Although most consumers would like to avoid wage garnishments at all costs, they do happen. A wage garnishment could result from a federal order for delinquent taxes, a student loan that is federally backed or ordered by a court. Regardless of who ordered the garnishment, an employer is bound by law to execute it. Once wages are garnished, an employee may get in touch with the creditor to negotiate a payment plan that is affordable.
Depending on state law and debt type, the percentage of an employee’s wages that may be garnished is limited. Nevertheless, if an employee can prove that the allowed limit will cause substantial financial hardships, such as eviction or foreclosure, reduction or elimination of the garnishment order may be negotiated. Appropriate claim forms will have to be obtained for a hearing in the court from which the garnishment originated.

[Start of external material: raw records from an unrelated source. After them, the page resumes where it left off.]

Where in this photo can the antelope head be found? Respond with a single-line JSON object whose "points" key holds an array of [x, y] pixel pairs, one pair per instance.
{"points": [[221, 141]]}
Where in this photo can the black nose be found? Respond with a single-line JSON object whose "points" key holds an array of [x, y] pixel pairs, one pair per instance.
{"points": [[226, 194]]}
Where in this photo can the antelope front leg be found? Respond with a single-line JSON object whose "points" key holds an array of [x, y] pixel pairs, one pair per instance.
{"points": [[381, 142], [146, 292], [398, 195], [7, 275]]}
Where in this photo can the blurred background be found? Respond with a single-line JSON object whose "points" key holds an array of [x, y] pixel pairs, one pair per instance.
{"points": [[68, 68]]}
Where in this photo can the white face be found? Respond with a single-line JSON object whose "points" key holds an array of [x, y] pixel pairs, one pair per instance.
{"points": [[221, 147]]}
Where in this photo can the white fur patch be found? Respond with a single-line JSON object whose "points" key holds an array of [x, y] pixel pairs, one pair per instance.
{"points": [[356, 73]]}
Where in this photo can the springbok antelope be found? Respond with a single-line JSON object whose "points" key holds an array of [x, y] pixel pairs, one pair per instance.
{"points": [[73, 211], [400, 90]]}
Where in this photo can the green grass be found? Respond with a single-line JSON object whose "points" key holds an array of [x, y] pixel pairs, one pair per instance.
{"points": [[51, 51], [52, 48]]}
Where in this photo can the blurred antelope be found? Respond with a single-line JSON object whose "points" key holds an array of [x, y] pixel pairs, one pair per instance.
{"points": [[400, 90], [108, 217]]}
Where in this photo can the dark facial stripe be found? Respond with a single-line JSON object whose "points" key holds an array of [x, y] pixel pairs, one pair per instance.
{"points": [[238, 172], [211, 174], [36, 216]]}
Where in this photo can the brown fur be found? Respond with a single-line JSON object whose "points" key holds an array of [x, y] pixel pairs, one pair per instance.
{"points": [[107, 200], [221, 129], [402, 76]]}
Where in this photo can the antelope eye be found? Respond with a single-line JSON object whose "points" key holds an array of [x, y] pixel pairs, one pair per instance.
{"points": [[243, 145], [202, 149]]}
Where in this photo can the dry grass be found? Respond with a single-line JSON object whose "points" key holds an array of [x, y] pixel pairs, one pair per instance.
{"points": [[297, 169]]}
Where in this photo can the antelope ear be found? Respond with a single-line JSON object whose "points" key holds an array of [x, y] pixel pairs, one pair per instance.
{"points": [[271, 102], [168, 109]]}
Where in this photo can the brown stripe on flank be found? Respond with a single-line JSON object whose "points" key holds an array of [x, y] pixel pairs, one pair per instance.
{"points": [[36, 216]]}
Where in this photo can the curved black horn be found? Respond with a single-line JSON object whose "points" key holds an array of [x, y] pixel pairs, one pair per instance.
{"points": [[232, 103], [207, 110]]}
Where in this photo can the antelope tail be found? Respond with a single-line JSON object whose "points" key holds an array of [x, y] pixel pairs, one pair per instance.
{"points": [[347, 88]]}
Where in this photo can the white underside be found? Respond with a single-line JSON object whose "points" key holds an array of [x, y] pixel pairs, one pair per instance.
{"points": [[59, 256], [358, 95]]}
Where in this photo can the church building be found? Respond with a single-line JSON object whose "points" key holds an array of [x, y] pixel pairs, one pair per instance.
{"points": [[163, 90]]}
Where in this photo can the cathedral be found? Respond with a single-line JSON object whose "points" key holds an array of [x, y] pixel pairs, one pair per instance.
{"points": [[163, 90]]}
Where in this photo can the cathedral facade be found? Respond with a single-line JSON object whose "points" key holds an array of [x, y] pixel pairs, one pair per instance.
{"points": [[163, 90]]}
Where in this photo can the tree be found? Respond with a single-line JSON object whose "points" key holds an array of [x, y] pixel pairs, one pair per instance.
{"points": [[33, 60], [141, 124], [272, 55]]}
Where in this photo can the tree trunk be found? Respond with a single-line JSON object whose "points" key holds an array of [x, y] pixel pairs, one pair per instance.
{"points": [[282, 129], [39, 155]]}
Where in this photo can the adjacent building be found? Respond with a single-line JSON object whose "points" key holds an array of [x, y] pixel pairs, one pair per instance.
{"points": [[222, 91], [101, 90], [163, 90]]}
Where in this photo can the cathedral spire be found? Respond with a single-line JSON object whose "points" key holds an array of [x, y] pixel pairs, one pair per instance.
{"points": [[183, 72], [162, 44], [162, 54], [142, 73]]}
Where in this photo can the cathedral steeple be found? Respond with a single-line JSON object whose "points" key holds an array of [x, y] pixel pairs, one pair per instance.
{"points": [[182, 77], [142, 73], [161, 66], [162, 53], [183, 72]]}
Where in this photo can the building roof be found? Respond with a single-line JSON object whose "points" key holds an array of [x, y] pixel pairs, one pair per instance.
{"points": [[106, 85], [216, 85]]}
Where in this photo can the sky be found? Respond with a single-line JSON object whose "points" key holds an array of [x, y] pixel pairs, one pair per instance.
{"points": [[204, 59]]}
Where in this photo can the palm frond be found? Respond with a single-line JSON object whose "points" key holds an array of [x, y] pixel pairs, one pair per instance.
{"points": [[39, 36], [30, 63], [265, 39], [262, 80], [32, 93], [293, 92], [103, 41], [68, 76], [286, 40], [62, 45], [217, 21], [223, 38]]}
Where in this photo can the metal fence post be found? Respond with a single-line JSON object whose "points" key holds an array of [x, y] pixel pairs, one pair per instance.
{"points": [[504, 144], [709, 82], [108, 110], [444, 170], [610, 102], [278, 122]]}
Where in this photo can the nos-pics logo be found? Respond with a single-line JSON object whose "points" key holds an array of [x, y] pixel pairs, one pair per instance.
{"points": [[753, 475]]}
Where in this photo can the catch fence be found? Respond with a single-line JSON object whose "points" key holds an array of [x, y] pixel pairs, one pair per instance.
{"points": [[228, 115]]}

Some Arkansas consumers, whose financial situations have deteriorated to a point at which wage garnishments are inevitable, choose to consult with experienced bankruptcy attorneys. A lawyer can not only inform a client of his or her legal rights but also of potential solutions. One possible solution is filing for Chapter 7 bankruptcy, which will instantly stop wage garnishment. The advantages and disadvantages can be explained to allow a client to make choices that will benefit his or her financial future.